NNN leased investments are typically leased to one single tenant and are therefore commonly referred to as STNLs or Single Tenant Net Leases. A NNN lease investment can however have more than one tenant, although in such a scenario, it would no longer be considered an STNL investment.
The term “Net Lease” is used loosely in the net lease industry, most commonly referring to a triple or double net lease. It is important to note however that there is a definite distinction between a triple net and a double net lease deals even though many in the industry mistakenly use the term “Net Lease” to describe both.
The single tenant investor’s objectives can range from simply looking for less involvement in management, to stable cash flow in conjunction with preservation of capital. Whether it is an investor looking for a suitable replacement property to complete a 1031 tax-deferred exchange, or simply an investor looking to invest in investment properties with minimal risk NNN investments can be a fantastic solution.
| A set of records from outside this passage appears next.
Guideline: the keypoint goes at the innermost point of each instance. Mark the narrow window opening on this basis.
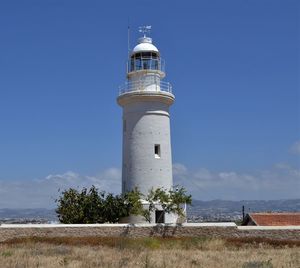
(159, 216)
(157, 151)
(124, 125)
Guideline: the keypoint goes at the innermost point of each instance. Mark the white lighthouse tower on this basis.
(145, 98)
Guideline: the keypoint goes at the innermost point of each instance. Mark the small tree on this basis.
(92, 206)
(81, 207)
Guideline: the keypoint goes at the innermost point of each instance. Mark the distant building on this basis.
(272, 219)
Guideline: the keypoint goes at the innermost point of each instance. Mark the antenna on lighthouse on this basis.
(145, 29)
(128, 38)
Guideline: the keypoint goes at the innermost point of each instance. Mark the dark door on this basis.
(159, 216)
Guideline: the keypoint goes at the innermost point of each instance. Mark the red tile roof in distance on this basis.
(276, 219)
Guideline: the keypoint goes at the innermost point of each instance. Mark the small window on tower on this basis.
(124, 125)
(157, 151)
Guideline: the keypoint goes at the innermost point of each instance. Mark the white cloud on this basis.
(295, 148)
(280, 182)
(42, 193)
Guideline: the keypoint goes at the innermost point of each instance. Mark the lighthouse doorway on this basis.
(159, 216)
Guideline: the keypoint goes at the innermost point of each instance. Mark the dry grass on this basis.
(148, 252)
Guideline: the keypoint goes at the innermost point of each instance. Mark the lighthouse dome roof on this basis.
(145, 44)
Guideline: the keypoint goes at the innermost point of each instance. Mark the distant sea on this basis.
(199, 211)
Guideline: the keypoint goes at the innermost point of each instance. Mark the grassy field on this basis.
(148, 252)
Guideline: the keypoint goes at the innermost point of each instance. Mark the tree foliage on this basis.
(94, 206)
Although all of these objectives can be met through triple-net-leased investments, the variations in different triple-net-leased properties need to be considered as well.
Because definitions of triple-net leases differ, the investor must be aware of the different structures falling under the “net lease”, including what the lease should and should not include. Also the investor must remember that the term is widely misused in brokers’ marketing materials. With a better understanding of the overall structure however, the investor may discover that a triple-net lease does not meet his objectives after all.
Triple Net leases call for the tenant to be responsible for all maintenance expense related to the property, and typically trade at a lower cap rate than do double net leased investments. On the other hand, double net leased investments typically trade at a slightly higher CAP rate than triple net leased investments since the landlord takes on some additional expenses, and ultimately risk (in Double net leases, the landlord is often times responsible for Roof and Structure).
Investing in a Single-Tenant NNN property has some great benefits, but is not for everyone. Trying to identify the best single-tenant investment is very different then the process involved in finding other commercial real estate investments.
The Single Tenant Net Lease and NNN investments may not be right for everyone, but they are a fantastic choice for many investors. To recap, some of the most positive attributes are:
- Single Tenant Net Lease and NNN investments offer stable and predictable cash flow.
- STNL and NNN investments are typically backed by credit rated tenants.
- They require minimal management and oversight.
- They can be easily leveraged depending on the quality of lease and location of asset.
- STNL and NNN Investments are often located in commercially vibrant, high-traffic areas.
- They reduce unpredictable or rising expenses.
- STNL and Triple Net Investments are a good stepping stone into investment real estate
- They provide the ability to diversify the investor’s portfolio.